Delivery of these is intended to mean that Glasgow will have a city centre that is vibrant, sustainable, liveable and well-connected, offering '20-minute neighbourhoods' that provide all the needs of the people who work, live, study and visit there in terms of local services, shops and green space. The council said that the environment of the city centre will be healthier, with its streets and public spaces both more attractive and more resilient to climate change - helping to deliver the national target to be net zero-carbon by 2045. The area will also attract more investment as businesses and developers respond to the increased quality of its spaces and places, it said.
Some of the key actions proposed in the SDF include measures to improve the city centre as a 'day out destination' with more leisure opportunities, featuring public spaces (including a new river park) that will complement and support its shopping.

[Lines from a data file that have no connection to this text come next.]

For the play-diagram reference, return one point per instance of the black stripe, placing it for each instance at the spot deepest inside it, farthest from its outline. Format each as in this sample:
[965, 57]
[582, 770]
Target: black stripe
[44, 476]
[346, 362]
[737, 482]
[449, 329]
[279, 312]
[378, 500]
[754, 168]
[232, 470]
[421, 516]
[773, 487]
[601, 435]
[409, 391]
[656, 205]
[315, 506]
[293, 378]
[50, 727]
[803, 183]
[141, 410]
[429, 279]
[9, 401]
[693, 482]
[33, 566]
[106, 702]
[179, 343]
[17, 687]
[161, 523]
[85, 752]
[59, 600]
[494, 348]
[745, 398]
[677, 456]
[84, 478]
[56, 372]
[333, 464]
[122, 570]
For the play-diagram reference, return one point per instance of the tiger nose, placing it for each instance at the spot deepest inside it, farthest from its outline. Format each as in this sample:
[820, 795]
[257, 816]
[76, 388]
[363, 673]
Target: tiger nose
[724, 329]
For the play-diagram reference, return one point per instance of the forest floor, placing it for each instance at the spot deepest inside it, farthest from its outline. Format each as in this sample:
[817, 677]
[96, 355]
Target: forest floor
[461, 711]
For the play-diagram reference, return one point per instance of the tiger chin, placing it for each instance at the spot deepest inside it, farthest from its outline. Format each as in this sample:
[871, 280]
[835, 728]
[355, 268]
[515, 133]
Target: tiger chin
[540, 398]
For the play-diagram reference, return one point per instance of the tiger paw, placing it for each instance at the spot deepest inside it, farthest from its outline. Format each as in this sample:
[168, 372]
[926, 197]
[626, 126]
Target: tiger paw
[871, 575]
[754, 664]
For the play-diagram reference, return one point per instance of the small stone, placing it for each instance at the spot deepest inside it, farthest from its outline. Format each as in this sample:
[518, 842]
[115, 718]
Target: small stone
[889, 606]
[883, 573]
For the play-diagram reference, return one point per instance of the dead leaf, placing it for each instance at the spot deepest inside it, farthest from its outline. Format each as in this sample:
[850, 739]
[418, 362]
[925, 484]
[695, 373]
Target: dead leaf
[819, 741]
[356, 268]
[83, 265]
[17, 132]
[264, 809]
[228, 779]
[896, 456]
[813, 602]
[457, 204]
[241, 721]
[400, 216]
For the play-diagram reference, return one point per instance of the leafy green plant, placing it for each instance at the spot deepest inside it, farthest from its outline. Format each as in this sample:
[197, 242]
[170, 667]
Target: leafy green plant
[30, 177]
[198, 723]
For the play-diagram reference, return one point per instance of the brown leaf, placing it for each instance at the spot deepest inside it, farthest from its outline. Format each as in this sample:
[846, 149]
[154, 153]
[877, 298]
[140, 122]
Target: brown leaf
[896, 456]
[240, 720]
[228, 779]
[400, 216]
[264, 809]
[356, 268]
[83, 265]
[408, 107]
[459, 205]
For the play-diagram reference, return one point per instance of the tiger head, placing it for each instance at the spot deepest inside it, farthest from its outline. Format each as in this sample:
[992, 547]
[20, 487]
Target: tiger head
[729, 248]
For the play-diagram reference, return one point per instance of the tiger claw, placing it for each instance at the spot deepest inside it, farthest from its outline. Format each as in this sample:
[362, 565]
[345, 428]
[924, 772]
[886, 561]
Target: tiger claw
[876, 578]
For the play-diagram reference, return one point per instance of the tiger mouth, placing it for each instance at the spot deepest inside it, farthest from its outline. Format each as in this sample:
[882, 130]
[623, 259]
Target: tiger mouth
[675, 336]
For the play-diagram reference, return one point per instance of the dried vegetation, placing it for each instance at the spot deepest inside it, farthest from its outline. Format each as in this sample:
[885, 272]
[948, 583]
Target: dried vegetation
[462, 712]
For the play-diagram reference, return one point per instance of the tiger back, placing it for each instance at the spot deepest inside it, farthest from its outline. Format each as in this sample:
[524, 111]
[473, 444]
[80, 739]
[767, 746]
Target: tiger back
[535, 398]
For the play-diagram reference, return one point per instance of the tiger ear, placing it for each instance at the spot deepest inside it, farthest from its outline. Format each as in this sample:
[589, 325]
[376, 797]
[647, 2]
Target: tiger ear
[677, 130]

The council also intende to create mixed-use business environments that better serve and support a modern workforce; create an integrated 'green grid' street network that improves the walking and cycling experience across the area; improve crossings and environmental policy around the M8; and create a network of public open spaces as part of the overall ambition to 'green the grey' of the city centre.
This SDF now provides supplementary guidance for Glasgow's City Development Plan, with the latter informing all planning and land use regeneration decisions in Glasgow. The SDF is an accompanying and longer-term document to the City Centre Strategy and the regeneration frameworks for the area's nine districts, with these to be used over the next decade.